Grilled Meat Increases The Risk Of Cancer

Dean Rouseberg Author: Dean Rouseberg Time for reading: ~1 minutes Last Updated: August 08, 2022
Grilled Meat Increases The Risk Of Cancer

According to experts, excessive consumption of grilled meat increases the risk of developing cancer.

According to experts, excessive consumption of grilled meat increases the risk of developing cancer.

Elizabeth Schaub, a well-known nutritionist at the Plano Regional Medical Center, says eating too much well-grilled meat too often dramatically increases the likelihood of developing neoplastic disease.

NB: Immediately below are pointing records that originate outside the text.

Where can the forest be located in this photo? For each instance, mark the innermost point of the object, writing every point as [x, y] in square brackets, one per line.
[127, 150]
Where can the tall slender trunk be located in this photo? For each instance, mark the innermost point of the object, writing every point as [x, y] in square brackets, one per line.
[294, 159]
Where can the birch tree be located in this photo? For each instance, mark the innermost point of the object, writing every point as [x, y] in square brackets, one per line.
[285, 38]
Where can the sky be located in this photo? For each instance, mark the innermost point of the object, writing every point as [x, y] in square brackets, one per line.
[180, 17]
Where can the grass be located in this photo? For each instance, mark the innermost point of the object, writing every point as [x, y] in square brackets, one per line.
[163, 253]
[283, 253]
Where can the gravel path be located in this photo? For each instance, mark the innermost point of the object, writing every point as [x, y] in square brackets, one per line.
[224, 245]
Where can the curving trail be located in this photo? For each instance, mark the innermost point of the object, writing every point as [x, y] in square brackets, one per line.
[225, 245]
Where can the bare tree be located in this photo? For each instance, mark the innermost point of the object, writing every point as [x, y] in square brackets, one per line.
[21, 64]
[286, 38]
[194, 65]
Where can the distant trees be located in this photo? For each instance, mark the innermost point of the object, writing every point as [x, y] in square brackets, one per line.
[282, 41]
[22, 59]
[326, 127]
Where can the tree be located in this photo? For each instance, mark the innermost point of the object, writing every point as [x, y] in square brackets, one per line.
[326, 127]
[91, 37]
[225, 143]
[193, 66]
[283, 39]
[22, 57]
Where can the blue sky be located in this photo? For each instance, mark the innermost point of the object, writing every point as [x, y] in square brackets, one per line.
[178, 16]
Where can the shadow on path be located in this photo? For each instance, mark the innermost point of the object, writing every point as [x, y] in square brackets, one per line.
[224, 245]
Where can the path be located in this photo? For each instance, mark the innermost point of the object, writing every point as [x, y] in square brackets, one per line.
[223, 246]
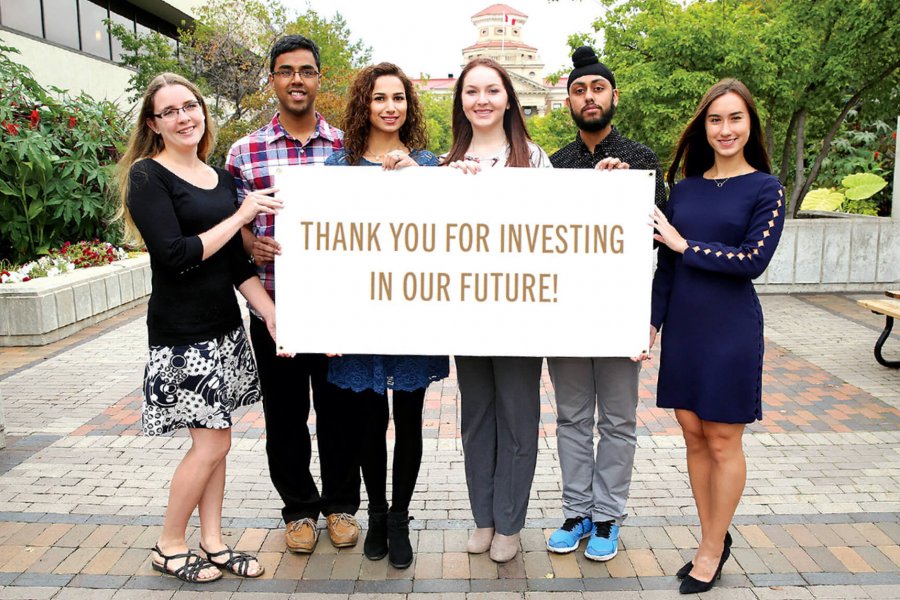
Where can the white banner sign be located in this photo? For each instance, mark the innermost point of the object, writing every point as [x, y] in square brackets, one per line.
[508, 262]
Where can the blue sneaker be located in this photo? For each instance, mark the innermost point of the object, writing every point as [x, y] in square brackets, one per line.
[604, 544]
[566, 538]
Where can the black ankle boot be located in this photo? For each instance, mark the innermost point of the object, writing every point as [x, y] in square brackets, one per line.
[400, 550]
[375, 546]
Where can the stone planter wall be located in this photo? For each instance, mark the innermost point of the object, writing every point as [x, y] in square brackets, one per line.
[48, 309]
[852, 254]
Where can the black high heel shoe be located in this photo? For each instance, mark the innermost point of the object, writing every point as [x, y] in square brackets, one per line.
[689, 566]
[689, 585]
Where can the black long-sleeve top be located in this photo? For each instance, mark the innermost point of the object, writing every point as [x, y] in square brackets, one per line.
[192, 299]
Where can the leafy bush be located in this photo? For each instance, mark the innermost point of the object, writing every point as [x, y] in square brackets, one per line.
[864, 147]
[56, 158]
[69, 257]
[854, 195]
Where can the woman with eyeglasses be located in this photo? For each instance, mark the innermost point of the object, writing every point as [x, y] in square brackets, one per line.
[384, 126]
[200, 367]
[499, 395]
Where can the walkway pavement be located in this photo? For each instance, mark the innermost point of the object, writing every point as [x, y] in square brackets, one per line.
[82, 494]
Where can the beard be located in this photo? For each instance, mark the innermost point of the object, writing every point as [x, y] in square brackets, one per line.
[594, 125]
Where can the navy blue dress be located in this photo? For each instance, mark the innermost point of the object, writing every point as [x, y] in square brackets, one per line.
[360, 372]
[704, 302]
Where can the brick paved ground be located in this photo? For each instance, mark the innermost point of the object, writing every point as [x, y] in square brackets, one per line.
[82, 494]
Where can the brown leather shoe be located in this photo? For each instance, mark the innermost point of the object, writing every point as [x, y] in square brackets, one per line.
[301, 535]
[342, 529]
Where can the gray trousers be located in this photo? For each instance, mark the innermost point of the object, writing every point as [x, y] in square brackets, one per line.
[500, 415]
[596, 487]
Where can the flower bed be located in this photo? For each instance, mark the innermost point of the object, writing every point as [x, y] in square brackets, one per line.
[69, 257]
[47, 309]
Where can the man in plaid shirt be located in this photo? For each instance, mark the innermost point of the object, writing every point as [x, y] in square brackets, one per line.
[297, 135]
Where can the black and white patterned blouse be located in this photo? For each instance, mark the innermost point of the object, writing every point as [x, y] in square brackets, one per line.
[638, 156]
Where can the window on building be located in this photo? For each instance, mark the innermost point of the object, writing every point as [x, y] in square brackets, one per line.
[94, 34]
[22, 15]
[120, 14]
[61, 22]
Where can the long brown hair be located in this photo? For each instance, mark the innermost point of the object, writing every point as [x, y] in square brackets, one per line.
[356, 116]
[513, 119]
[145, 143]
[694, 148]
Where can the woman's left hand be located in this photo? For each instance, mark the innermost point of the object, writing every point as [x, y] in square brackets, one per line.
[269, 319]
[665, 233]
[397, 159]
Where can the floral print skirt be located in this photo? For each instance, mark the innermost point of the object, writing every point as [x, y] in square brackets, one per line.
[198, 385]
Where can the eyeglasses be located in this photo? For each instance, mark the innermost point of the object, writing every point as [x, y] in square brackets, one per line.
[288, 74]
[170, 114]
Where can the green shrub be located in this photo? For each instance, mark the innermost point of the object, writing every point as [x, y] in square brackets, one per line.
[56, 158]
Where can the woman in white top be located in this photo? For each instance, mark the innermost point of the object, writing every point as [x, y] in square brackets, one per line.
[500, 395]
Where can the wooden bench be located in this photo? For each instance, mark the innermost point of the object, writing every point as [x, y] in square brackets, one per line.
[890, 308]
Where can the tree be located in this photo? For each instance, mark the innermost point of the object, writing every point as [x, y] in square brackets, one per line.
[808, 64]
[553, 130]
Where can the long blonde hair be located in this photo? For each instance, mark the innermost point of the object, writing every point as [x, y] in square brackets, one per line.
[145, 143]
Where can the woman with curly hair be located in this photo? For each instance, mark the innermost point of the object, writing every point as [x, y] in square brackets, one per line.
[500, 396]
[384, 127]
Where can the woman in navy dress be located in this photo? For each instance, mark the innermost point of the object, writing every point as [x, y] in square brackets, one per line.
[720, 230]
[384, 127]
[200, 368]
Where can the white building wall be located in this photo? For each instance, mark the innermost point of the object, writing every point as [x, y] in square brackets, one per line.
[69, 69]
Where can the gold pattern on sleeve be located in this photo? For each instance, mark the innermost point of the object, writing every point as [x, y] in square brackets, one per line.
[741, 255]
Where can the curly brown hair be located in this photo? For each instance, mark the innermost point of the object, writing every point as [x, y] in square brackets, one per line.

The reason for this is that during the cooking of the meat part of the fat contained in it melts and falls on the hot charcoal. As a result of this contact, a carcinogenic substance is obtained, which later, entering the composition of the smoke, smokes and even penetrates into the meat, which is currently being roasted. Further, when consuming this meat, the carcinogen enters the body and thus significantly increases the risk of cancer.

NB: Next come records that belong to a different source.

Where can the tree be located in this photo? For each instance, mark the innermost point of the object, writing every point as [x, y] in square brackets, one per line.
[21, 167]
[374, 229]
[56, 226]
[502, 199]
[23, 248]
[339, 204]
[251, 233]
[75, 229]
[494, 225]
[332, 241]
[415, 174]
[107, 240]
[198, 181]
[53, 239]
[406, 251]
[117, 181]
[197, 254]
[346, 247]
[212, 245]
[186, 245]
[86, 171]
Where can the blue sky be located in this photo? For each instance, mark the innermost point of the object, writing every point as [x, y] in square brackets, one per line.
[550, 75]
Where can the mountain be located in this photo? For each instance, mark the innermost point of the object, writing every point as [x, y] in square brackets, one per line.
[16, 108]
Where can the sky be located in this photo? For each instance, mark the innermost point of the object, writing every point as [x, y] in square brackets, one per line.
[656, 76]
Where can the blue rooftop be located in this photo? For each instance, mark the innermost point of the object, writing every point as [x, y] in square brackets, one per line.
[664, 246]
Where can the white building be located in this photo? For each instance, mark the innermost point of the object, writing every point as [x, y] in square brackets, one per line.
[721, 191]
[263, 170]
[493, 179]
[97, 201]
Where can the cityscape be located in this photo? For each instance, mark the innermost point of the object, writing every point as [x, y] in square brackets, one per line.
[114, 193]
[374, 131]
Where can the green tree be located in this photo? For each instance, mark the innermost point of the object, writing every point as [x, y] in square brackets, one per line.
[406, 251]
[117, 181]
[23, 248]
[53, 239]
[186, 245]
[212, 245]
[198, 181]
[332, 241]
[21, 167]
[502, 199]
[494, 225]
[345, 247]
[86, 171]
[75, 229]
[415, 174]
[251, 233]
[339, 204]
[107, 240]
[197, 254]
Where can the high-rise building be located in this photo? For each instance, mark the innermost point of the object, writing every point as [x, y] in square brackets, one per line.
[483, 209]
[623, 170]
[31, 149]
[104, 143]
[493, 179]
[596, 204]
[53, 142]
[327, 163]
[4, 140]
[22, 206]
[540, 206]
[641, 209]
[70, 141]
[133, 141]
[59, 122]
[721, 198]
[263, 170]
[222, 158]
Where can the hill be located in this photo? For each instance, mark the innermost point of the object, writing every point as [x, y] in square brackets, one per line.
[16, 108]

In fact, grilled food is low in calories and extremely tasty, recalls Elizabeth Schaub. However, in order to be able to enjoy it without harming the body, we must follow a few simple rules. First of all, it is appropriate to pre-process the meat in the oven before placing the meat on the grill. This reduces the processing time of the meat on the grill, and hence the amount of penetrated carcinogens. At the same time, however, the specific taste and smell of grilled meat is preserved. On the other hand, the type of meat is also important. Skinless chicken, lean beef or pork contain less fat to melt and cause carcinogens. Last but not least, it should not be forgotten that only meat leads to the appearance of such carcinogens, but not other grilled products. Roasting fruits or vegetables on well-heated coals not only complements the pleasure of eating, but is also extremely healthy - on the one hand low-calorie, and on the other - completely harmless to the body.